Cape Cod became a summer haven for city dwellers beginning at the end of the 19th century. Improved rail transportation made the towns of the Upper Cape, such as Bourne and Falmouth, accessible to Bostonians. At the beginning of the twentieth century, the Northeastern mercantile elite built many large, shingled "cottages" along Buzzards Bay. The relaxed summer environment offered by Cape Cod was highlighted by writers including Joseph C. Lincoln, who published novels and countless short stories about Cape Cod folks in popular magazines such as the Saturday Evening Post and the Delineator.
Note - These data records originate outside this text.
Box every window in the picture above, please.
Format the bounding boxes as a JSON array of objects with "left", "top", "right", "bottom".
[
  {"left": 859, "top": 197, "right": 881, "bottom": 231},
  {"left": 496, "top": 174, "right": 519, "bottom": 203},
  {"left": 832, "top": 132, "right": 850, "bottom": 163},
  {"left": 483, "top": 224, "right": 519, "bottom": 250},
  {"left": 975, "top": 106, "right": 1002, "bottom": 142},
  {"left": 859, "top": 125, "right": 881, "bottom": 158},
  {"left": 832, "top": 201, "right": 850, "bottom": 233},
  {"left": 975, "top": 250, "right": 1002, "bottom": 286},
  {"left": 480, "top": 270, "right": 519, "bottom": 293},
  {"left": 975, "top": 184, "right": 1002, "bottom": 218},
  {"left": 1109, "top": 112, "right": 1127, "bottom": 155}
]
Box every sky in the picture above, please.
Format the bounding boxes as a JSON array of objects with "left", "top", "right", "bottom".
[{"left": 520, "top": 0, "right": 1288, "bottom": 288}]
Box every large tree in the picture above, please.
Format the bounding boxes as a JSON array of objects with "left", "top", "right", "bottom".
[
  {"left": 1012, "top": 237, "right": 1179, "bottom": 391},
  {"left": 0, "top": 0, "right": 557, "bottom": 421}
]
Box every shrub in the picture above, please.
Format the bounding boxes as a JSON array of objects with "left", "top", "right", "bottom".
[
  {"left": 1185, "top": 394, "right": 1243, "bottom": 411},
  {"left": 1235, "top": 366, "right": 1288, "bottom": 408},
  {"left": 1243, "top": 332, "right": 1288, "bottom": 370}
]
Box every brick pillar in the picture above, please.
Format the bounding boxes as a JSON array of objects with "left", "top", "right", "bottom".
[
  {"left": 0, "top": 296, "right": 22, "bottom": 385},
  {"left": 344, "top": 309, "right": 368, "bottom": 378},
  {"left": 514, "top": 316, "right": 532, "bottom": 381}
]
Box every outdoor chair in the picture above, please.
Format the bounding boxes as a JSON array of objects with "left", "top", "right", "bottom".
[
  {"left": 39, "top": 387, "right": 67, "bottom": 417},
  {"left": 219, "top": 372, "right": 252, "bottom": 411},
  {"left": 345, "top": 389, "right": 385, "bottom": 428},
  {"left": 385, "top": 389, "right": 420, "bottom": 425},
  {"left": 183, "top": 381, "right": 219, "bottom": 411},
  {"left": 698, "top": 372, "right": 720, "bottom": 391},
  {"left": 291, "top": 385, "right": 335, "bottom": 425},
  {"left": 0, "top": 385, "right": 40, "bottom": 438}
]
Guglielmo Marconi made the first transatlantic wireless transmission originating in the United States from Cape Cod, at Wellfleet. The beach below the bluffs where his station was located is now called Marconi Beach. In 1914 he began construction of a new transatlantic wireless receiver station in Chatham and a companion transmitter station in Marion. In 1920 the stations were acquired by RCA, and in 1921 Chatham began operations as a maritime radio station communicating to ships at sea using the callsign WCC. WCC supported the communications of Amelia Earhart, Howard Hughes, Admiral Byrd, and the Hindenburg. Marconi chose Chatham due to its vantage point on the Atlantic Ocean, surrounded on three sides by water. Walter Cronkite narrated a 17-minute documentary in 2005 about the history of the Chatham Station.

Much of the east-facing Atlantic seacoast of Cape Cod consists of wide, sandy beaches. In 1961, a significant portion of this coastline, already slated for housing subdivisions, was made a part of the Cape Cod National Seashore by President John F. Kennedy. It was protected from private development and preserved for public use. Large portions are open to the public, including the Marconi Site in Wellfleet. This is a park encompassing the site of the first two-way transoceanic radio transmission from the United States. (Theodore Roosevelt used Marconi's equipment for this transmission.)

The Kennedy Compound in Hyannis Port was President Kennedy's summer White House during his presidency, and the Kennedy family continues to maintain residences on the compound. President Grover Cleveland maintained a summer home in the Gray Gables section of Bourne. Other notable residents of Cape Cod have included actress Julie Harris, US Supreme Court justice Louis Brandeis, figure skater Todd Eldredge, composer and radio personality Canary Burton, and novelists Norman Mailer and Kurt Vonnegut. Influential natives included the patriot James Otis, historian and writer Mercy Otis Warren, jurist Lemuel Shaw, and naval officer John Percival.